Zwei Tage später, wir sind inzwischen im beschaulichen Chettinad mit seinen imposanten Kaufmannspalästen angekommen, holt uns das Festival erneut ein. Zunächst preist der Manager unseres kleinen Hotels mit warmen Worten eine speziell für Touristen konzipierte Veranstaltung am kommenden Abend an. Wir lehnen dankend ab. Das sind wir unserem Radfahrerstolz gegenüber den tiefgekühlt am tamilischen Alltag vorbeifahrenden Bustouristen schuldig – mindestens.

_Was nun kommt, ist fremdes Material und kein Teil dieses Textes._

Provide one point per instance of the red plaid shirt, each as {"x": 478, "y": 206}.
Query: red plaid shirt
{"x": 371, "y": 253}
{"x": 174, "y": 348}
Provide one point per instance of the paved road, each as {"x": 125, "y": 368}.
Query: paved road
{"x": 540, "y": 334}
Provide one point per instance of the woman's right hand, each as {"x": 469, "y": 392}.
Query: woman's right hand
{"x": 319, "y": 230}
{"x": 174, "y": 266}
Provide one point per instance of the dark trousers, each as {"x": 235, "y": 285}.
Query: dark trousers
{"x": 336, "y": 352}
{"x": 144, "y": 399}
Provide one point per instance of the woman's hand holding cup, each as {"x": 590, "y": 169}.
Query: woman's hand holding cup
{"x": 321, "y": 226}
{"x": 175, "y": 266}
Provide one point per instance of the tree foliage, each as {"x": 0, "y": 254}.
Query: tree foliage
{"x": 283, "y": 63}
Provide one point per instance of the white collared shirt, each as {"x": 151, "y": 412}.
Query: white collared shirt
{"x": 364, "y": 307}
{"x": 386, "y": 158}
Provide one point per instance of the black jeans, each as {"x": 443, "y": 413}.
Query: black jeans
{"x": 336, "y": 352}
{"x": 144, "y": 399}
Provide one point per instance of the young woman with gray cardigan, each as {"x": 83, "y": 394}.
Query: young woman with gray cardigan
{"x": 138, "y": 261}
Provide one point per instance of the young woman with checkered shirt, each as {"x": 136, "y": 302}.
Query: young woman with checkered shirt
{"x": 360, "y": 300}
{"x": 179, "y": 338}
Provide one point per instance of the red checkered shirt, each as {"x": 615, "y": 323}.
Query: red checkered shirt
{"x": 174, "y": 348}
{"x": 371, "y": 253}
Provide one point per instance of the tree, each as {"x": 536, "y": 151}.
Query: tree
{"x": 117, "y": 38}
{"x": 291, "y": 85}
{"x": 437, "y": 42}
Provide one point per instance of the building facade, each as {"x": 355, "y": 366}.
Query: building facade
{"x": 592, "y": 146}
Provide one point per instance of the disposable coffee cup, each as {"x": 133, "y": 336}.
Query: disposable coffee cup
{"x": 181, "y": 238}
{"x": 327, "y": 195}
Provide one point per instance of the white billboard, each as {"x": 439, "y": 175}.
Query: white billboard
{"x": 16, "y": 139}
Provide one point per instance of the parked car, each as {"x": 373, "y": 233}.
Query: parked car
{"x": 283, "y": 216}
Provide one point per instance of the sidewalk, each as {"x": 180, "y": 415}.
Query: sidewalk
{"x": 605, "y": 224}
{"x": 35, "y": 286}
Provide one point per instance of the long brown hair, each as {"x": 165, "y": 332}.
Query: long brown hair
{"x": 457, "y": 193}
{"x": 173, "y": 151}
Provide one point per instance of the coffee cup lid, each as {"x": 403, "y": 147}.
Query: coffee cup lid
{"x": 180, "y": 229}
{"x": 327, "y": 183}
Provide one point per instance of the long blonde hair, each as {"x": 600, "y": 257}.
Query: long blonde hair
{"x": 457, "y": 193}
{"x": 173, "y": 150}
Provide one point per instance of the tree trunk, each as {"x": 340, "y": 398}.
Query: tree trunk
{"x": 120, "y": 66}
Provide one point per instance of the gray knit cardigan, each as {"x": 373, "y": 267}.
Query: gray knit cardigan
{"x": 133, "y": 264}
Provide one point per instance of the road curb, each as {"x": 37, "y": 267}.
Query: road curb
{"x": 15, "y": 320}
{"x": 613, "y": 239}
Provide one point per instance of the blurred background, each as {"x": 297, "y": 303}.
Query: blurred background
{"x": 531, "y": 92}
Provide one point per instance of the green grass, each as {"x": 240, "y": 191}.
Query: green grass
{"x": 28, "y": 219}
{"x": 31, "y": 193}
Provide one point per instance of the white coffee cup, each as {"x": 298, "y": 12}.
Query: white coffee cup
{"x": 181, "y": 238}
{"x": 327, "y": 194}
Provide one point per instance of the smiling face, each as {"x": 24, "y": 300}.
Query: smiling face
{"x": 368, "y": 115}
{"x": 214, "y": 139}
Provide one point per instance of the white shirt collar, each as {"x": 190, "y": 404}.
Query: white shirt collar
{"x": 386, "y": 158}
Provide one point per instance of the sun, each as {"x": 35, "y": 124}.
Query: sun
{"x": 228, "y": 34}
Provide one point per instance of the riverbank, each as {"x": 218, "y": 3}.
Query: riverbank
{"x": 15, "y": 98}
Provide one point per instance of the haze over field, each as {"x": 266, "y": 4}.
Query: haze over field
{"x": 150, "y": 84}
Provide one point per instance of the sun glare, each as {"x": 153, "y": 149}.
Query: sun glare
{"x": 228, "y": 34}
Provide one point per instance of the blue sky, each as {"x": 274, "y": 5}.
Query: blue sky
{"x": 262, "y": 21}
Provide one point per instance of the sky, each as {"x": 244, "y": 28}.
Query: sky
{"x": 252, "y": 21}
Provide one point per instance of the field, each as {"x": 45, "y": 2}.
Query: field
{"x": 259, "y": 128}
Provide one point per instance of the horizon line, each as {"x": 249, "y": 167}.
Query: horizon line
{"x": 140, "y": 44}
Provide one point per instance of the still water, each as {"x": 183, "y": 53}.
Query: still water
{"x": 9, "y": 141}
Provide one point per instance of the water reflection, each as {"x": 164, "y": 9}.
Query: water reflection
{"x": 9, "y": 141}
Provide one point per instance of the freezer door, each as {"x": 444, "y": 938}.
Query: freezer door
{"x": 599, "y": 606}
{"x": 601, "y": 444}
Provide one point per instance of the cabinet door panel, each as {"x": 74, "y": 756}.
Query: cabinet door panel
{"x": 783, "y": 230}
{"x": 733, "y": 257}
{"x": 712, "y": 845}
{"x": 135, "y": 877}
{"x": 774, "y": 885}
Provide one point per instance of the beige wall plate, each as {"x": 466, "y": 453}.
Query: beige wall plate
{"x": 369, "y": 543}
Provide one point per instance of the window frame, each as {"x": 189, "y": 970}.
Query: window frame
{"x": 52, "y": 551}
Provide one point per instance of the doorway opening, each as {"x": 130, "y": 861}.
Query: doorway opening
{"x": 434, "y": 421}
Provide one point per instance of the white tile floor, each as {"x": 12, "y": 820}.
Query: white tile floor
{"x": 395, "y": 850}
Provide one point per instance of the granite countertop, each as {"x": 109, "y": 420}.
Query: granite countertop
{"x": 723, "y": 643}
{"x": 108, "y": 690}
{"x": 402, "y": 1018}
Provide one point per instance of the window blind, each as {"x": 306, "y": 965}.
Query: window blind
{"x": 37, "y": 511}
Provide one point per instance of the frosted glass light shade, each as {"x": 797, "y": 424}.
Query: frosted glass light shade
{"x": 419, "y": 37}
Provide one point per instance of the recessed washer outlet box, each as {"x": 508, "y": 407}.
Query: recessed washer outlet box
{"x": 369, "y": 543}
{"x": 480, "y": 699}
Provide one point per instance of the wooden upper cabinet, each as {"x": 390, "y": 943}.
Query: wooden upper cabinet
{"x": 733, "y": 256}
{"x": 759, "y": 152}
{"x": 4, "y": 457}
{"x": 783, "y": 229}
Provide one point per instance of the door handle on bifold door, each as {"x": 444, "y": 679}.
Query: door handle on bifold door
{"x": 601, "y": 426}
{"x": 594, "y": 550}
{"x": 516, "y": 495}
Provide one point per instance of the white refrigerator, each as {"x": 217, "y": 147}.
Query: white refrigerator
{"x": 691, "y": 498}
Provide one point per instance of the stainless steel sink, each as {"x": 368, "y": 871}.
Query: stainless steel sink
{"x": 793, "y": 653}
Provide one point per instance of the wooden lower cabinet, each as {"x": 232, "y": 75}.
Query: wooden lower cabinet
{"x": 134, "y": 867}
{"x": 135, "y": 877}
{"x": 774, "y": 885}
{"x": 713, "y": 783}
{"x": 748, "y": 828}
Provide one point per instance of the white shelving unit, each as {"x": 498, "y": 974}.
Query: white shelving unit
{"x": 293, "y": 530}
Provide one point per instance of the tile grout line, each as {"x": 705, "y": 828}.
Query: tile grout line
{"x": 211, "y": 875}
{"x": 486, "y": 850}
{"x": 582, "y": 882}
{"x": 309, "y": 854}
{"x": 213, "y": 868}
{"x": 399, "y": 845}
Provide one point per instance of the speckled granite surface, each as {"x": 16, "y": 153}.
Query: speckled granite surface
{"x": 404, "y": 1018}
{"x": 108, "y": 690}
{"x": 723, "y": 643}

Wir hatten ja schon viele Facetten des Originals. Warum dann diese authentischen Eindrücke durch den künstlichen Aufguss der Touristik-Industrie verwässern?

Nach einer sehr entspannten Nacht machen wir uns per Rad wieder auf den Weg, um eine in ganz Indien berühmte Fliesen-Manufaktur aufzusuchen. Wir erreichen diese kurz nach 10 Uhr am Morgen und alles wirkt sehr beschaulich. Ich befürchte schon, dass ich meinen Gästen diese Ikone handwerklicher Meisterschaft nicht werde zeigen können. Doch die mich gleich wieder erkennende freundliche Public Relations Managerin beruhigt mich. Soeben seien die ersten zwei Zweier-Teams aus ihrem Pongal-Urlaub wieder in der Manufaktur erschienen und würden nur für uns einige Unikate erzeugen. Wir sind beeindruckt von der handwerklichen und künstlerischen Meisterschaft dessen, was wir hier sehen dürfen. Jede einzelne Fliese wird von Hand gefertigt, 24 Stunden gewässert und dann sonnengetrocknet. Am Ende des Prozesses, der ohne das Brennen auskommt, stehen meisterliche Produkte mit einer lebenslangen Hersteller-Garantie. Am Nachmittag bewundern wir welche, die seit über 75 Jahren einen der Kaufmannspaläste zieren.

Wirklich zum Nachdenken bringt uns jedoch eine völlig unbefangen und wie selbstverständlich vorgetragene Äußerung der jungen Dame während unserer Führung durch die Manufaktur. Heute ist Dienstag, Pongal ist seit zwei Tagen vorbei und damit auch die offizielle Freistellung. Und sie freut sich, dass heute die ersten Mitarbeiter in den Betrieb zurückkehren und die Produktion langsam zumindest teilweise wieder aufgenommen wird. Da muss sich der aus dem Westen Angereiste erst einmal schütteln. Nach Weihnachten oder Neujahr kommen die Arbeiter also dann wieder zurück an ihren Arbeitsplatz, wenn alle familiären Feierlichkeiten beendet und die Freunde wieder aufgebrochen sind. Das kann einige Tage, aber auch mehr als eine Woche sein. Und das Management des Betriebes freut sich über jeden wieder die Arbeit Aufnehmenden, begrüßt ihn lächelnd und erkundigt sich nach den Lieben. Kein Gedanke an Produktionsausfall, Abmahnung oder Schlimmeres.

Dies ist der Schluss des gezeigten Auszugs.